Israel-Sponsored Motion for Direct Arab-Israel Negotiations: Since there is not the slightest prospect of the Arabs agreeing to sit down with the Israelis, we think this proposal could offer no practical result in advancing the interests of the refugees or a solution of the problem. (We recognize, however, that its introduction later as a counter to equally unhelpful Arab proposals might serve our interests. This would be the case if, by opposing it as well as Arab proposals, we could enhance our posture as a non-partisan supporter of progress along realistic lines.) For the foregoing reasons, we propose to vote against the Israeli proposal if necessary.

PCC Reconstitution: The PCC is now made up of France, Turkey, and the United States, a composition with which the Israelis are satisfied and the Arabs suspicious. While ultimately some benefit might derive from the addition of a few responsible neutrals less open to accusations of pro-Israel bias, efforts at this session to reconstitute the PCC would not be helpful to that body's current initiative, and might raise the specter of application of the Soviet "troika" principle in a Near Eastern context. We have made this clear to all concerned but are prepared to re-examine our position should broad support for the proposal develop. However, we consider it unlikely to be pressed seriously by the Arabs.

Inquiry into Status of Arabs in Israel: Israel representatives have tentatively indicated Israel might welcome a United Nations inquiry into the situation of Israel's Arab population. A greater probability, in our view, is that Israel would counter such an Arab proposal, if made, by demanding a parallel investigation into the status of Jews in the Arab countries. Should this issue arise, we would decide our position in the light of the tactical situation then prevailing.

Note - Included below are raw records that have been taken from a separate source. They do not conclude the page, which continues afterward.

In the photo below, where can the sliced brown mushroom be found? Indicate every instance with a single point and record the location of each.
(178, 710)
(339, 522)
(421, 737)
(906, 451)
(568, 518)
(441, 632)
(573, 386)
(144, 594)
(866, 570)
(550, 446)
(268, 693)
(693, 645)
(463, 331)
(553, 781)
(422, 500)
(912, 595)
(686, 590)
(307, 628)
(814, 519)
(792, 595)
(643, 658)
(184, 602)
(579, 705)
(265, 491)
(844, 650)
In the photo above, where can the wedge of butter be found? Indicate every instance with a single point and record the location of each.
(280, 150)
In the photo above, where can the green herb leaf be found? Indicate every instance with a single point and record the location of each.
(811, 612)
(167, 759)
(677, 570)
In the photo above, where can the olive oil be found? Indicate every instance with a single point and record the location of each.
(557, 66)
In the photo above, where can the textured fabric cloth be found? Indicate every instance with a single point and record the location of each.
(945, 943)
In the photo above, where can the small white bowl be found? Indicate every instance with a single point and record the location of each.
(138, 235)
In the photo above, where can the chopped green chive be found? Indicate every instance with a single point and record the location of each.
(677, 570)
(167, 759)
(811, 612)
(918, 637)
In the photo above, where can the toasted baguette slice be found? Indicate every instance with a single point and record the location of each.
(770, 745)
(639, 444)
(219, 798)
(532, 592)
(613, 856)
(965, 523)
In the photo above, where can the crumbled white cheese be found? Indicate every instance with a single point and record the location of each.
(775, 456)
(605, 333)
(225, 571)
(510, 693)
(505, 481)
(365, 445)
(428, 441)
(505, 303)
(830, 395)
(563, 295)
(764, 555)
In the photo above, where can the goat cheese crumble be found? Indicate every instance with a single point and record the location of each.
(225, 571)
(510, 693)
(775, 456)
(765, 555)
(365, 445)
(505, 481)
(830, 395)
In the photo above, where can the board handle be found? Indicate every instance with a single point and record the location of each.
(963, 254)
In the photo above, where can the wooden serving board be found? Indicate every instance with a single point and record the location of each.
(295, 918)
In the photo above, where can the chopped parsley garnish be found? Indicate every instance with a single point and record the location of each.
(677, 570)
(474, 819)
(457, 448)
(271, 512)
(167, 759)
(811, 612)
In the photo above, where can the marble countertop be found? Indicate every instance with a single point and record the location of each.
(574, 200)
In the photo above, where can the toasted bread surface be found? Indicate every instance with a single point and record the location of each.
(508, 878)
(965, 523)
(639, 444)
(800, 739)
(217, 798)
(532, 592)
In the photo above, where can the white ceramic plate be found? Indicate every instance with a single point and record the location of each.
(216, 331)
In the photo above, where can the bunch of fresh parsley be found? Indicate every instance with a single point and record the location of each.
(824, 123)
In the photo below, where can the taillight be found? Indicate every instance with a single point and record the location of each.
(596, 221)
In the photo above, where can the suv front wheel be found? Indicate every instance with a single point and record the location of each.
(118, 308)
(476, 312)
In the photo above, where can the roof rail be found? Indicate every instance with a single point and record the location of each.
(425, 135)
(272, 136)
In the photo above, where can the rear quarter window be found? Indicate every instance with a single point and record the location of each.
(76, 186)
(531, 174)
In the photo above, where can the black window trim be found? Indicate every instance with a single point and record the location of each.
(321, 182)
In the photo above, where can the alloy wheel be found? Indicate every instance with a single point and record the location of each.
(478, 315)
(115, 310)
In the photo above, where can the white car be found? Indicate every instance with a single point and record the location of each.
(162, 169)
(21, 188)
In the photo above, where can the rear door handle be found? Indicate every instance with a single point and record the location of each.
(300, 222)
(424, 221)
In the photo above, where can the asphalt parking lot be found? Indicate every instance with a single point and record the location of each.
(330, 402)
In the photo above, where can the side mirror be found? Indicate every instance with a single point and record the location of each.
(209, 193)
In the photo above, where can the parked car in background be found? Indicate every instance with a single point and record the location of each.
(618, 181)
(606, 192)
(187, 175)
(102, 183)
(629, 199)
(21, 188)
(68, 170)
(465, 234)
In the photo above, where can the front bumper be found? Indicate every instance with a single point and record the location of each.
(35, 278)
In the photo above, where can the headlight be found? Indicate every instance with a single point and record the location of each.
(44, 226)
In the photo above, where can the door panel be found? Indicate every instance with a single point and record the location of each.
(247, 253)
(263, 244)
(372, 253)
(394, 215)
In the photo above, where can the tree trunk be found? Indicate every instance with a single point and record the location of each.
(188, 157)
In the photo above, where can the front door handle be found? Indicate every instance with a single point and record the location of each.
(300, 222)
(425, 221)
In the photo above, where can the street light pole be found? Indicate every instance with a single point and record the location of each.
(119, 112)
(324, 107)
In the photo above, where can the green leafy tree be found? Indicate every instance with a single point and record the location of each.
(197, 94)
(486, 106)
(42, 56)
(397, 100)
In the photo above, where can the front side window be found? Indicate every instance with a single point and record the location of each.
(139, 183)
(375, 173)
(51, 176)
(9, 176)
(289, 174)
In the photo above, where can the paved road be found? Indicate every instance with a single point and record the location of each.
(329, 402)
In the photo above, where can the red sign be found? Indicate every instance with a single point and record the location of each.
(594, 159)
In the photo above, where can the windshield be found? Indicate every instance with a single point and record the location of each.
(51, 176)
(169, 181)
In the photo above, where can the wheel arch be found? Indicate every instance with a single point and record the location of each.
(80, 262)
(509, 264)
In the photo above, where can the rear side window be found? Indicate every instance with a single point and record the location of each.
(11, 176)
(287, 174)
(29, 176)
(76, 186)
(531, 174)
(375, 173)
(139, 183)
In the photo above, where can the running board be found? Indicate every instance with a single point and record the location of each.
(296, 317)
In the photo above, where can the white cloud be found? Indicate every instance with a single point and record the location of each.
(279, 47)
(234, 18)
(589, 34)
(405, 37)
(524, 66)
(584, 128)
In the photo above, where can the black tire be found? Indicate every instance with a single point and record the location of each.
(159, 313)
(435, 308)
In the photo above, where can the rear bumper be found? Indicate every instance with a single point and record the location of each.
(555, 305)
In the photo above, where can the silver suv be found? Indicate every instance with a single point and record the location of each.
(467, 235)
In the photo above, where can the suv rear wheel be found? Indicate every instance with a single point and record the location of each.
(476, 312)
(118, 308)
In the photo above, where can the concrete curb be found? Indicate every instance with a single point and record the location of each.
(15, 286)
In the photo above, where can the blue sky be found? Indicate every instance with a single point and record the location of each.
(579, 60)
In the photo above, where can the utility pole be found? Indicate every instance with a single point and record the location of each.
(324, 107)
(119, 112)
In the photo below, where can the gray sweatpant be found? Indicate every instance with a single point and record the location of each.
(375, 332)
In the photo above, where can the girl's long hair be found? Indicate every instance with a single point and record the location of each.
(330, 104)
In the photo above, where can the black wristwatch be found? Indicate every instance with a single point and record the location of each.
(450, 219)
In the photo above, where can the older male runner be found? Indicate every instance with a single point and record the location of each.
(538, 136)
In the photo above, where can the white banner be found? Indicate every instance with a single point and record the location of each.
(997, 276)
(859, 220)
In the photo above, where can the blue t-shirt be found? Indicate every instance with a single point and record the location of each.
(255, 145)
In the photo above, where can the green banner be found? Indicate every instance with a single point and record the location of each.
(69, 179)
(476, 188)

"Palestine Arab Delegation": As in previous years, our position remains that membership of any Palestinian group should be heard by the SPC as individuals only and not officially recognized as "The" delegation representing all Palestine Arabs. This helps preclude an "Algerianization" of the Palestine problem. Should a proposal that the SPC hear "The Palestine Arab Delegation", as such, be pressed to a vote, we would vote negatively./5/

/5/On December 6 in circular telegram 1072, the Department sent additional guidance relating to the U.S. positions described in this memorandum to certain Near Eastern, North African, and European posts. (Department of State, Central Files, 325.84/12-661) See Supplement, the compilation on the Arab-Israeli dispute.

Dean Rusk/6/

/6/Printed from a copy that indicates Rusk signed the original.